With all the attention paid to the S&P 500 I thought it best to look at the Dow Jones industrial average to get a better perspective on that market. We track the Dow Jones industrial average on a fair value basis regularly, updating it every day for clients, and observing where fair value exists for the Dow Jones industrial average accordingly. It starts with a raw data, similar to the raw data referenced above for the S&P 500, and that observation tells us that companies in the dow Jones industrial average contracted earnings by 10.97% and revenue by 10.88% this quarter when compared with the same period a year ago.
However, that is not a completely fair observation in our opinion, so instead of including direct comparisons using one off quarters we prefer to use trailing 12 month observations on a Q/Q basis. For example, this quarter would comprise this and the prior 3 quarters to get the data used for comparison, and we would compare that to the trailing 12 month data from the third quarter of 2014 to get accurate growth measures.
Our conclusion is that the rate of growth in the Dow Jones industrial average has been declining steadily since the second quarter of 2014. This is essentially when the stimulus efforts came to an end. You can call that coincidence if you want to, but if you have been reading my work you know what I think about the stimulus efforts. The deterioration in earnings growth has led us to where we are today, and using that trailing 12 month observation the Dow Jones industrial average is contracting by 4.76% on an earnings growth basis.
Fingers will clearly be pointed to Chevron Corporation (NYSE:CVX) and Exxon Mobil Corporation (NYSE:XOM) for rationale, but the growth rate of the other companies in the Dow Jones industrial average does not appear stellar.
Taking a raw look at earnings, there absolutely seems to be a peak in the net earnings per share for the Dow Jones industrial average dating back to 2013, but since then the deterioration in earnings has gone largely ignored or at least discounted by Wall Street.
In fact, looking ahead to next year analysts are currently expecting earnings growth of 7.77% from the companies in the Dow Jones industrial average, which would put earnings growth back in line with where it was before the deterioration we have seen over the past two years, so although there are concerns analysts are still relatively optimistic about next year.
With all that said, when it really boils down to it it's about valuation and our objective is to determine whether or not there is value in the Dow Jones industrial average. Our conclusion is that currently there is no value in the Dow Jones industrial average and even if the Dow Jones industrial average improves earnings growth at a rate in line with analysts' estimates for 2016 there still would not be an attractive value in the Dow Jones industrial average on a peg ratio bases.

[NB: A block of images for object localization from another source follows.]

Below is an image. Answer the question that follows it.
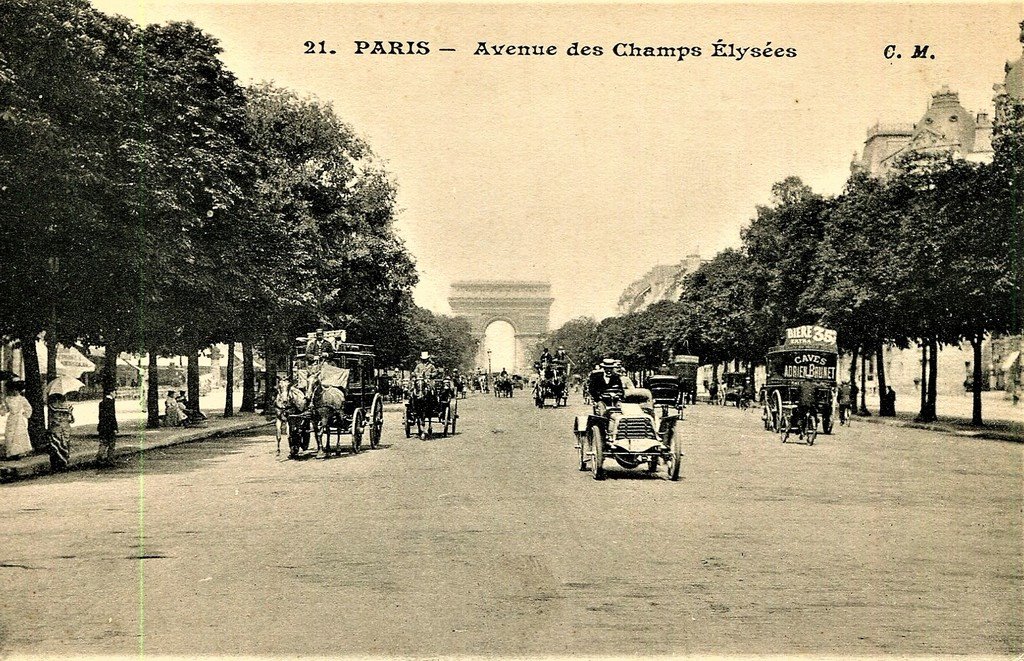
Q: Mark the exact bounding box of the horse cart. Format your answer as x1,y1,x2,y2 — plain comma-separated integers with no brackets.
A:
721,371,751,407
762,325,838,444
534,360,569,408
494,373,514,398
573,381,684,481
405,376,459,439
287,340,385,458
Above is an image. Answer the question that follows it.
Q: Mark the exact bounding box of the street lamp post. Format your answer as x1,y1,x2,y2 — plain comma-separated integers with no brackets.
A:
487,350,492,392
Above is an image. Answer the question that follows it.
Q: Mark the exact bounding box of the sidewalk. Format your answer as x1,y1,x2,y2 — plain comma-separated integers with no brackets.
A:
853,410,1024,443
0,413,272,484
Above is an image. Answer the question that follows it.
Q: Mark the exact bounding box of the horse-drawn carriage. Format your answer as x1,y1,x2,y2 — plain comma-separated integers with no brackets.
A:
721,371,751,407
573,379,683,481
669,355,699,405
534,359,569,408
287,341,385,458
761,325,838,444
404,375,459,439
494,372,514,398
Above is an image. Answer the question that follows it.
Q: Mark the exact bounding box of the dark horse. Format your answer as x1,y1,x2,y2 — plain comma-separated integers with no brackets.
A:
408,376,455,439
494,374,514,398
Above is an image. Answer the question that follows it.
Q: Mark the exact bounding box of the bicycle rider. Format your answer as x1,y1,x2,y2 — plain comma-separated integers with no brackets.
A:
795,379,818,431
837,380,853,424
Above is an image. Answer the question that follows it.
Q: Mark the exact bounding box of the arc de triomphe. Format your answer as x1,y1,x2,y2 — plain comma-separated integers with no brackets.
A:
448,280,553,373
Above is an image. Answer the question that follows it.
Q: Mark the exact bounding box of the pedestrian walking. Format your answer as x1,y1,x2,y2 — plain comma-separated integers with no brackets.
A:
47,393,74,471
2,381,33,459
96,388,118,466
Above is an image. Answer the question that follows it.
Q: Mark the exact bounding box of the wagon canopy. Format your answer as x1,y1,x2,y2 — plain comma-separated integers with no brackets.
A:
765,325,839,385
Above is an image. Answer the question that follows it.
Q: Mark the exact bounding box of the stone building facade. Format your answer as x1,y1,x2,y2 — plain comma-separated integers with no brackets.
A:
846,27,1023,401
616,253,705,315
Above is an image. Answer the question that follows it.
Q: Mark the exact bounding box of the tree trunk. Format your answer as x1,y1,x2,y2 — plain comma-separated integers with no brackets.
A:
916,341,929,422
147,350,160,429
240,343,255,413
101,344,118,394
187,350,201,414
262,335,274,411
971,335,984,426
224,341,235,417
45,331,57,385
858,352,870,415
848,346,859,389
924,337,939,422
20,334,47,451
876,341,893,416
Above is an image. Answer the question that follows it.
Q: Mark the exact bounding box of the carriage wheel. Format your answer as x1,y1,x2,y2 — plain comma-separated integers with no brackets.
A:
772,390,784,434
351,409,365,454
578,432,588,471
665,420,682,481
369,395,384,449
590,426,605,480
779,411,790,443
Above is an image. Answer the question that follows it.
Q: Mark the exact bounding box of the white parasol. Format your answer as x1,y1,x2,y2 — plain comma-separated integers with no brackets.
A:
46,376,86,396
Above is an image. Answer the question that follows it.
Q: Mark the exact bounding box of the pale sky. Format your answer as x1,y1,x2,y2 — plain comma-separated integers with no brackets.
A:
92,1,1023,326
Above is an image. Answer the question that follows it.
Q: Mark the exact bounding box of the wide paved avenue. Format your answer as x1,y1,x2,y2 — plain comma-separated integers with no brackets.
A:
2,393,1021,656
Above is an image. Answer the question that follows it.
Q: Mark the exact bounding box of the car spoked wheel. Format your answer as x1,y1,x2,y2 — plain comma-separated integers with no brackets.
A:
664,420,682,481
590,426,605,480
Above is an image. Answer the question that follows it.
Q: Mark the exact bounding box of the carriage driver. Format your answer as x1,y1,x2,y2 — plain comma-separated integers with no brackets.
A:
305,328,333,365
413,351,438,380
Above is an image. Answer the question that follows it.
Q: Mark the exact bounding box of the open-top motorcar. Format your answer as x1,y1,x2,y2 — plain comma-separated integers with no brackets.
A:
573,382,683,481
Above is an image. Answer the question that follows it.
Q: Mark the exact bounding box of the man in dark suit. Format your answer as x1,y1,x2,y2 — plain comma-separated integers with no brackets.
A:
588,358,624,414
96,387,118,466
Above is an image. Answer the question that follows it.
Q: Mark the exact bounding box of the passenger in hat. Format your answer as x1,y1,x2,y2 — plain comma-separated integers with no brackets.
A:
613,360,636,390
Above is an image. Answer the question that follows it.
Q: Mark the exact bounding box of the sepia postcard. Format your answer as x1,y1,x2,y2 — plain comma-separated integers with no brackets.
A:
1,1,1021,659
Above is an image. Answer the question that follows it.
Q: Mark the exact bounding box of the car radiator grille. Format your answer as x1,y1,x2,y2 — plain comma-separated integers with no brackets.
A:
615,417,656,440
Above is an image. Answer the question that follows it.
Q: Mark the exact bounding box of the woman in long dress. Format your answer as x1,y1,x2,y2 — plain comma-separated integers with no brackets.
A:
164,391,182,427
2,381,34,459
47,393,74,471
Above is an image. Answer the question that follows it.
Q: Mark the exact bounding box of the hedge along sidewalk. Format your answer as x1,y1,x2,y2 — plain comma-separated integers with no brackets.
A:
853,410,1024,444
0,413,272,484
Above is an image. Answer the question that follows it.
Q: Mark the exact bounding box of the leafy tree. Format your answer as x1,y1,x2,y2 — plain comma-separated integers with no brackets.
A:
542,317,601,372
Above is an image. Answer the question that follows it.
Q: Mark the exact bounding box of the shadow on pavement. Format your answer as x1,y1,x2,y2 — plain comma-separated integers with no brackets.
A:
3,428,275,487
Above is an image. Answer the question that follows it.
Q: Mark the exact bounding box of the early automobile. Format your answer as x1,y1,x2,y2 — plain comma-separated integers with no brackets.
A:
573,381,683,481
287,336,385,458
762,324,839,444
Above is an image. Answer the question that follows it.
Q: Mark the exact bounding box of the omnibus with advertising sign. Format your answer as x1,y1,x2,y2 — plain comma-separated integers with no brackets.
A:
761,325,838,443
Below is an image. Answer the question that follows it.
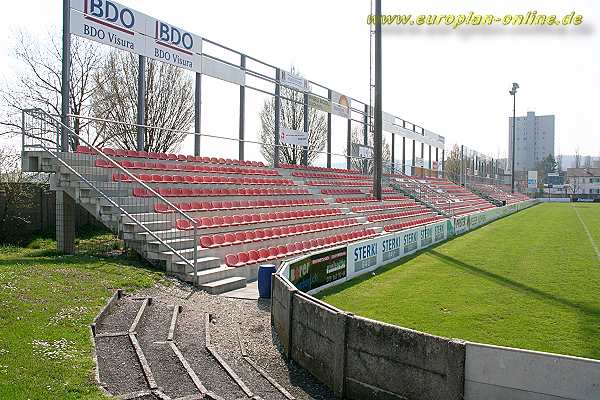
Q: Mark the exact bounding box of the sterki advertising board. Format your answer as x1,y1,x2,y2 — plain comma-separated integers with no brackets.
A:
346,220,451,277
288,247,347,292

If analysts are right about their growth rates for 2016 the peg ratio of the Dow Jones industrial average will only improve to 1.8. It is currently negative, given the negative earnings growth rate, but our assessment of fair value is when a peg ratio is between 0 and 1.5, so if the dow Jones industrial average fails to meet expectations it will stretch the already higher relative valuations that we have identified for the dow Jones industrial average in 2016.